Professor Hans Christoph Binswanger, Autor der Studie „Geld und Magie“, meint, Goethe habe Papiergeld als eine „Fortsetzung der Alchemie mit anderen Mitteln“ betrachtet. Bei der Verwandlung von Papiergeld in echten Reichtum sei Goethe, so Binswanger, beunruhigt gewesen, alles würde er in den schwelenden Verlauf der Weltproduktion hinuntergezogen werden. Die scheinbar magische moderne Alchemie trage einen profanen Preis, sie verwandle die Welt in ein Nichts, fügt er hinzu.

In der weit verbreiteten deutschen Ansicht, die Krise der Eurozone sei das destruktive Resultat unkontrollierter, unvorsichtiger Schuldenaufnahme von Gesellschaften, die die natürlichen Grenzen ihrer Finanzen nicht akzeptieren wollen, lebt Goethes Furcht wieder auf. Somit ist der wirtschaftliche Zusammenbruch ein gemeinsamer Faden, der durch das nationale Trauma und Drama Deutschlands verläuft.

Irlands Entscheidung

Faust und Mephisto lauern in den Seitenkulissen der Eurokrise, beschönigen Berlins Forderungen nach einer paneuropäischen Haushaltsdisziplin und lösen in Deutschland eine Debatte über die Grenzen des Wirtschaftswachstums aus.
„Goethe sah, dass Geld, wenn es richtig eingesetzt wird, positive Chancen mit sich bringt, etwa den Aufstieg seiner eigenen Familie“ (1), meint Dr. Vera Hierholzer, eine der Kuratorinnen de Ausstellung.

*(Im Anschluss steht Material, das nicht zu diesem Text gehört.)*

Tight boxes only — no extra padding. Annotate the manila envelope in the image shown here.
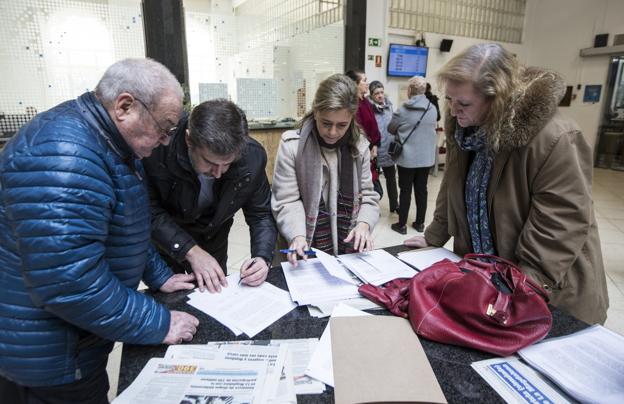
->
[330,316,446,404]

„Gleichzeitig fürchtete er, wie viele Menschen seines Standes, die Folgen von Exzess und Maßlosigkeit, das Drängen nach immer mehr. Das ist eine sehr deutsche Ansicht, auch heute, die Grenzen zu erkennen und die Dinge innerhalb dieser Grenzen kontrollieren zu wollen.“

Die Debatte über monetäre Selbstkontrolle ist über Goethes Deutschland hinaus relevant, insbesondere in Krisenländern, die ihr Troika-Joch ungeduldig abschütteln und „an die Märkte zurückkehren“ wollen.
Interessanterweise fanden einige von Irlands letzten Schuldenauktionen unter der Leitung des verstorbenen Brian Lenihan im wuchtigen Hotel Frankfurter Hof statt, das auf halber Strecke zwischen dem EZB-Turm und dem Goethehaus liegt.

Nachdem es seine wirtschaftliche Souveränität wieder erlangt hat, wird Irland entscheiden müssen, welche Richtung es einschlägt. Die Richtung des Goethehauses, unter Einhaltung der Grenzen seiner finanziellen Mittel, oder zurück in das Fünf-Sterne-Hotel Frankfurter Hof, um teure Frühstückskonferenzen für Banken zu organisieren, die uns gerne mehr Mephisto-Geld leihen.

(1)Die deutschen Zitate sind aus dem Englischen rückübersetzt und geben nicht den genauen Wortlaut der Zitierten wieder.